We all think we communicate and to some extent we are all correct. We all think we communicate well and to some extent we are all mistaken.

I am tempted to write that the ability to communicate well is a skill that is partly inherent and partly learnt since there are some people who seem to be natural at it. For each of us the need to communicate from a young age: crying for food, comfort, warmth, is a mixture of both. How can we know other than instinctively that making such awful noises is rewarded with the benefits which provide us with the building blocks of survival? Yet as we realise that emitting certain sounds almost magically brings more comfort more often, our ability to practise them, vary their interval and bring to bear increased emphasis on those which produce greater benefit, works to personal advantage.

It is often said that effective communication is about achieving what we want, about getting our own way. That may sound like a very unprofessional stance, a negative, narcissistic and avaricious strategy, but broadly speaking it is the basis of the overwhelming motivation of communication. In a professional context what we 'want' might not necessarily benefit us alone but may be to inform and persuade the patient that if they do as we suggest they will have improved oral hygiene, a repaired tooth, better health. Arguably that might also benefit us personally too by providing a sense of job satisfaction and an income, but there must be a sense of altruism as well or the professional ethic stands for nothing.

While there is no doubt that a lot of that which we communicate is mediated through body language, or non-verbal communication, that which we do speak is of significance too. This is especially in relation to clinical matters and for example in checking understanding of ideas and instructions given and for important concepts such as gaining consent. These cannot be achieved by mime and clever facial expression alone.

This essential ability to transact clearly is no doubt behind the GDC's introduction of an English language test from 1 April 2016 – and no, this is not an April Fool editorial. The GDC's stated commitment is to ensure that only dental professionals who demonstrate the necessary knowledge of the English language are able to treat patients in the UK. These new powers will be applied to all dentists and DCPs, including those from the European Economic Area (EAA). Current legislation does not permit the GDC to check the language capabilities of such applicants.

What if a dentist from eastern Europe begins working in a practice where Geordie is the verbal currency?

The extent to which poor communication skills lead to disputes, complaints and to fitness to practise cases is overwhelmingly apparent. The indemnity providers confirm this time after time, emphasising the need to be clear and concise in what we tell patients in the written and the spoken word. It is not only about instruction but also encompasses the ability to manage patient expectations. So often, as we all become aware throughout our careers, it is the creation of misunderstandings which lead to friction and perhaps to litigation. How frequently can a dispute be traced back to a moment when the patient obviously did not comprehend what we were saying; in reality was that our fault for not expressing it in a way in which they understood? No; how could that possibly be the case?

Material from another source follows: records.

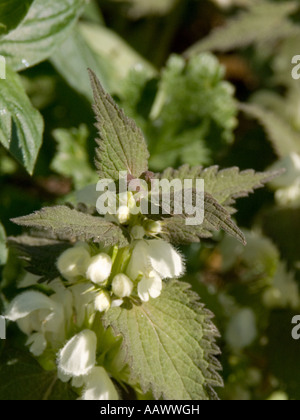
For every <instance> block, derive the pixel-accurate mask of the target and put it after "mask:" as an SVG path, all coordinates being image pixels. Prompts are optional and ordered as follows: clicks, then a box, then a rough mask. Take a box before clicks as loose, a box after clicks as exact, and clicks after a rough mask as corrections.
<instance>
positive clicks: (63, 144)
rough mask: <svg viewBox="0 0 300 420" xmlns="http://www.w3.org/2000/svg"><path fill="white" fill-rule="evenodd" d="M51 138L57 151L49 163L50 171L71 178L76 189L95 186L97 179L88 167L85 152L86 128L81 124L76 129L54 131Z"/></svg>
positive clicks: (87, 162) (88, 132) (88, 160)
mask: <svg viewBox="0 0 300 420" xmlns="http://www.w3.org/2000/svg"><path fill="white" fill-rule="evenodd" d="M53 137H54V139H55V140H56V142H57V144H58V147H57V149H58V150H57V153H56V155H55V157H54V159H53V161H52V162H51V169H52V170H54V171H56V172H57V173H59V174H61V175H64V176H66V177H69V178H71V179H72V180H73V182H74V186H75V188H76V189H79V188H83V187H84V186H86V185H90V184H96V182H97V178H98V177H97V174H96V173H95V171H94V170H93V168H92V166H91V165H90V162H89V156H88V152H87V141H88V137H89V131H88V128H87V126H86V125H84V124H83V125H81V126H80V127H79V128H78V129H76V128H72V129H69V130H66V129H57V130H54V132H53ZM95 192H96V186H95Z"/></svg>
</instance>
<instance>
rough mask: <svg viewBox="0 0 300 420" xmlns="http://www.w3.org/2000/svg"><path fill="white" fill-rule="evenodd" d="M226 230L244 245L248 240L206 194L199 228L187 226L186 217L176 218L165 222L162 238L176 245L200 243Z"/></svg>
mask: <svg viewBox="0 0 300 420" xmlns="http://www.w3.org/2000/svg"><path fill="white" fill-rule="evenodd" d="M219 230H224V231H225V232H226V233H228V234H229V235H230V236H233V237H234V238H236V239H237V240H238V241H240V242H241V243H242V244H243V245H246V239H245V236H244V234H243V232H242V231H241V230H240V229H239V228H238V227H237V225H236V224H235V223H234V222H233V220H232V219H231V216H230V213H228V212H227V210H226V209H225V208H224V207H222V206H221V205H220V204H219V203H218V202H217V201H216V200H215V199H214V198H213V197H212V196H211V195H210V194H208V193H205V203H204V222H203V224H202V225H199V226H188V225H186V218H185V217H184V216H175V217H171V218H167V219H165V220H164V221H163V232H162V233H161V234H160V236H161V237H162V238H163V239H165V240H167V241H168V242H171V243H172V244H174V245H180V244H190V243H193V242H199V241H200V239H201V238H210V237H211V236H212V233H213V232H217V231H219Z"/></svg>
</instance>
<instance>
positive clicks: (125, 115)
mask: <svg viewBox="0 0 300 420" xmlns="http://www.w3.org/2000/svg"><path fill="white" fill-rule="evenodd" d="M90 77H91V82H92V87H93V91H94V97H95V105H94V110H95V114H96V118H97V128H98V130H99V135H100V139H99V140H97V143H98V145H99V148H98V149H97V150H96V166H97V169H98V170H99V175H100V178H106V179H112V180H115V181H116V180H119V172H121V171H127V173H128V174H129V175H132V176H133V177H135V178H139V177H140V175H141V174H142V173H143V172H145V171H147V169H148V158H149V153H148V150H147V145H146V142H145V139H144V136H143V134H142V132H141V130H140V129H139V128H138V127H137V126H136V124H135V122H134V121H133V120H131V119H130V118H128V117H126V115H125V114H124V112H123V111H122V110H121V109H120V108H119V107H118V106H117V105H116V103H115V102H114V100H113V99H112V98H111V96H110V95H108V94H107V93H106V92H105V91H104V89H103V88H102V86H101V83H100V82H99V80H98V79H97V76H96V75H95V73H93V72H92V71H91V70H90Z"/></svg>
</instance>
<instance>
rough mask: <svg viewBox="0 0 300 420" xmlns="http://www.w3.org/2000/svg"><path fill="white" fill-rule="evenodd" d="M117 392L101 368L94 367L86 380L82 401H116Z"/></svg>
mask: <svg viewBox="0 0 300 420" xmlns="http://www.w3.org/2000/svg"><path fill="white" fill-rule="evenodd" d="M118 399H119V396H118V392H117V390H116V388H115V386H114V384H113V382H112V380H111V379H110V377H109V376H108V373H107V372H106V370H105V369H104V368H103V367H100V366H96V367H94V368H93V370H92V371H91V373H90V374H89V376H88V377H87V379H86V387H85V389H84V391H83V395H82V400H94V401H95V400H98V401H100V400H118Z"/></svg>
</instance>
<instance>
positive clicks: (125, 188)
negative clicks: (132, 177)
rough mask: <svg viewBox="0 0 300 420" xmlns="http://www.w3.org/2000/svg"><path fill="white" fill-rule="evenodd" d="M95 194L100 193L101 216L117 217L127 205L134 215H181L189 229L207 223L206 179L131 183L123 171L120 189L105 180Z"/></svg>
mask: <svg viewBox="0 0 300 420" xmlns="http://www.w3.org/2000/svg"><path fill="white" fill-rule="evenodd" d="M96 191H97V192H99V193H101V194H100V196H99V198H98V200H97V203H96V208H97V211H98V213H99V214H100V215H102V216H103V215H107V214H112V215H116V214H117V212H118V208H119V207H120V206H124V207H125V206H126V207H128V208H129V211H130V214H133V215H138V214H143V215H149V214H151V215H159V214H162V215H182V216H184V217H185V223H186V225H188V226H199V225H201V224H202V223H203V221H204V180H203V179H196V180H193V179H184V180H181V179H173V180H171V181H170V180H168V179H156V178H151V177H150V178H149V179H148V181H146V180H143V179H131V180H130V177H129V176H128V173H127V172H120V173H119V182H118V190H117V186H116V183H115V182H114V181H112V180H111V179H102V180H100V181H99V182H98V184H97V187H96ZM130 193H131V194H130Z"/></svg>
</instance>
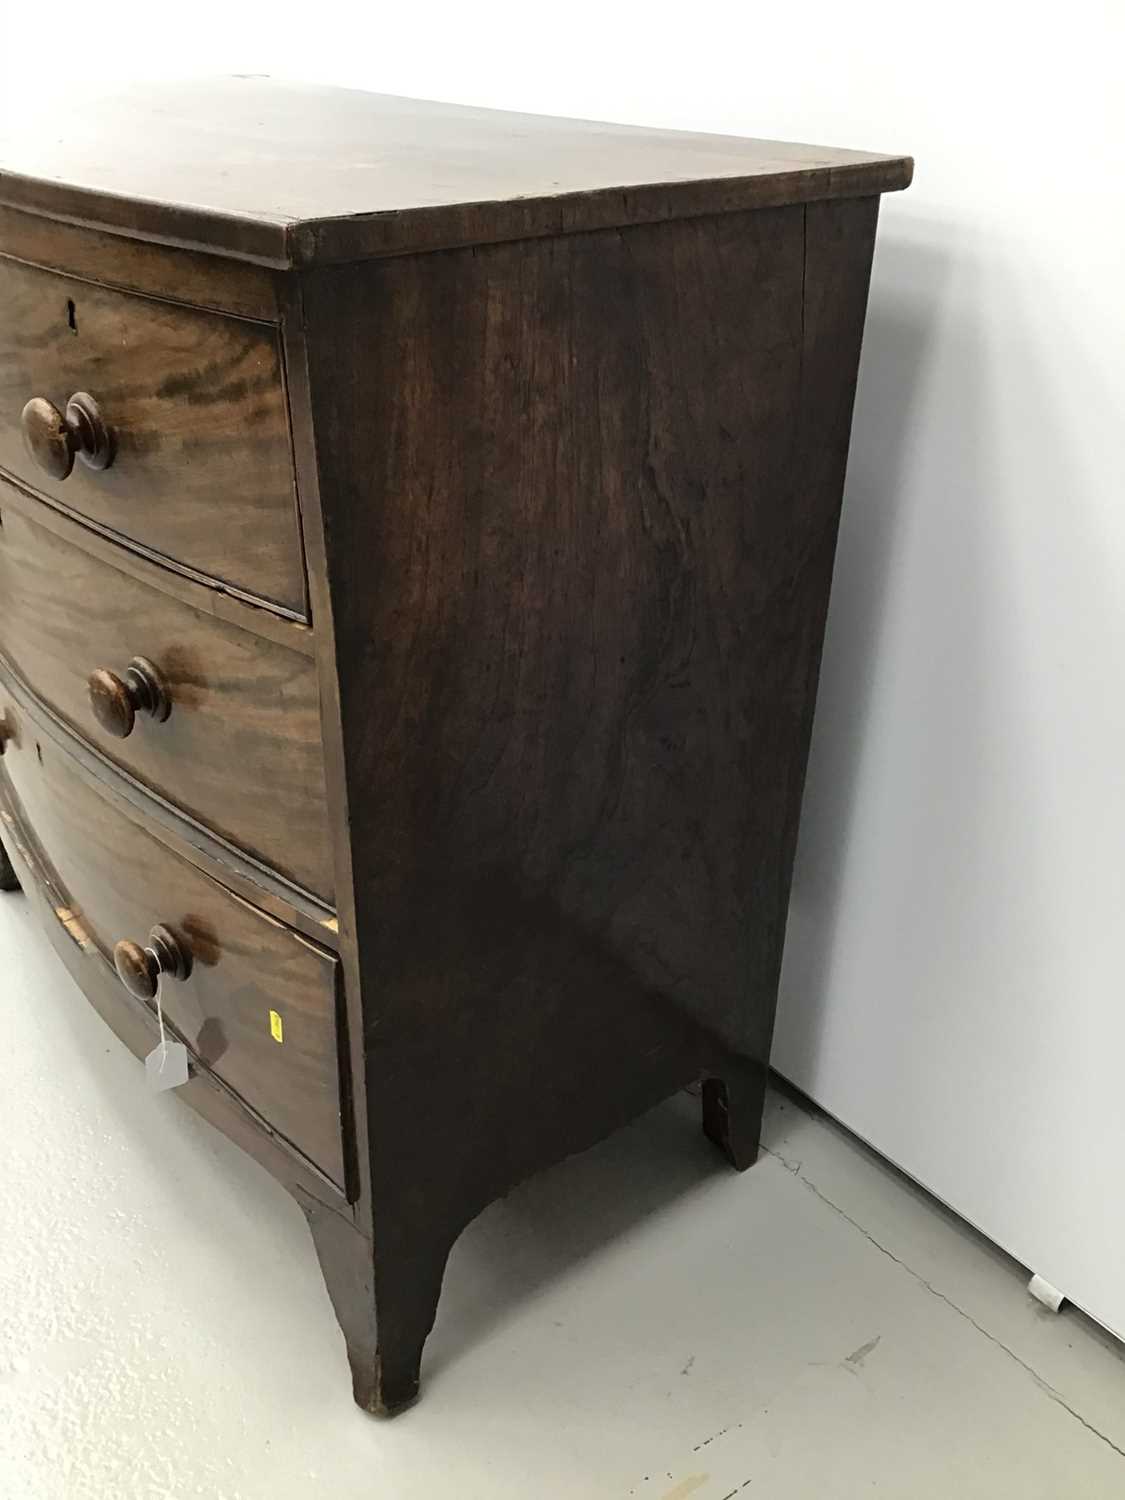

Language also exists within a cultural context so that there is a need not only to learn the words themselves but also their nuances, shades of meaning and appropriate placement. Again, on both conscious and subconscious levels we are aware of these patterns. While it may be argued that such regional niceties are not needed in the logical application of clinical decision making they can be essential to the world of exact understanding, of precisely being able to manage the patient's expectations. We can all appreciate the obvious confusions that may arise due to regional accents. What if a dental professional from, say, eastern Europe, begins working in a practice where Geordie is the verbal currency? Not only does he or she have to juggle everyday English but also technical terminology, cultural hues and the sheer unfamiliarity of the speech pattern compared with the classroom pronunciation by which they have been educated. Equally from a patient's perspective the ability to refine what is being spoken with a 'foreign' accent (which might also be an accent from another part of the UK) might render the meaning not just obscure but actually incomprehensible.

Undoubtedly any measure which improves communication has to be welcomed as a step in the right direction of enhancing patient care. You're getting very much the most I am meaning innit?